We are given the three-dimensional cartesian coordinates of a point $A$, a point $B$ and a point $C$. The distance from $A$ to $B$ is the same as the distance from $A$ to $C$ ($|\vec{AB}| = |\vec{AC}|)$.
The goal is to compute the Euler angle triplet ($\phi$, $\theta$, $\psi$) which rotates the vector $\vec{AB}$ such that it aligns with $\vec{AC}$. These Euler angles describe a rotation around the $z$-axis followed by the $y$-axis and then finally the $x$-axis.
One approach would be to compute a rotation matrix $R$ that encompasses this rotation, and then compute the Euler angles by using $R$. This last step is described here: http://eecs.qmul.ac.uk/~gslabaugh/publications/euler.pdf and here https://web.mit.edu/2.05/www/Handout/HO2.PDF.
Then the question remains: how we do compute this general rotation matrix $R$ by only using the cartesian coordinates of $A$, $B$ and $C$? If we had the Euler angles, we could compute $R = R_z(\phi)R_y(\theta)R_x(\psi)$.
The question is similar to this one: Reaching a point B in Cartesian coordinate via Euler angles knows its initial point A Euler angles and Cartesian coordinates.

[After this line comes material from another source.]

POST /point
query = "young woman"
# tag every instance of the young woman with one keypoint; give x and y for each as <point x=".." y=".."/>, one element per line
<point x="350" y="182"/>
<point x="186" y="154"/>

However, I do not understand how the answer of the question leads to the general rotation matrix $R$. Instead, it describes how one can compute rotation matrices which map the axis unit vectors $\hat{x}$, $\hat{y}$, $\hat{z}$ onto the normalised vector $\hat{AB}$.
Any help will be greatly appreciated!
Project $\vec{AB}$ onto the $x,y$ plane. Find the angle the projected vector makes with the $x$ axis.
Construct a vector in the $x,y$ plane of the same length as the projected vector, but whose $y$ component is the same as the $y$ component of $\vec{AC}.$ For example, if the length of the projected vector is $r_1$ and the $y$ component of $\vec{AC}$ is $y_2,$ then a vector of length $r_1$ at angle $\arcsin(y_2/r_1)$ with the $x$ axis will do.
The $z$ rotation angle will be the difference between the angles these two vectors make with the $x$ axis. You will need to pay attention to the signs of angles in order to find a rotation angle of the correct magnitude and direction.
After performing the $z$ rotation on $\vec{AB},$ you will have a vector $v$ with the same $y$ coordinate as $\vec{AC}.$ Project both vectors onto the $x,z$ plane, measure their angles with the $x$ axis, and determine the rotation angle around the $y$ axis that rotates $v$ onto $\vec{AC}.$
You do not need a rotation around the $x$ axis.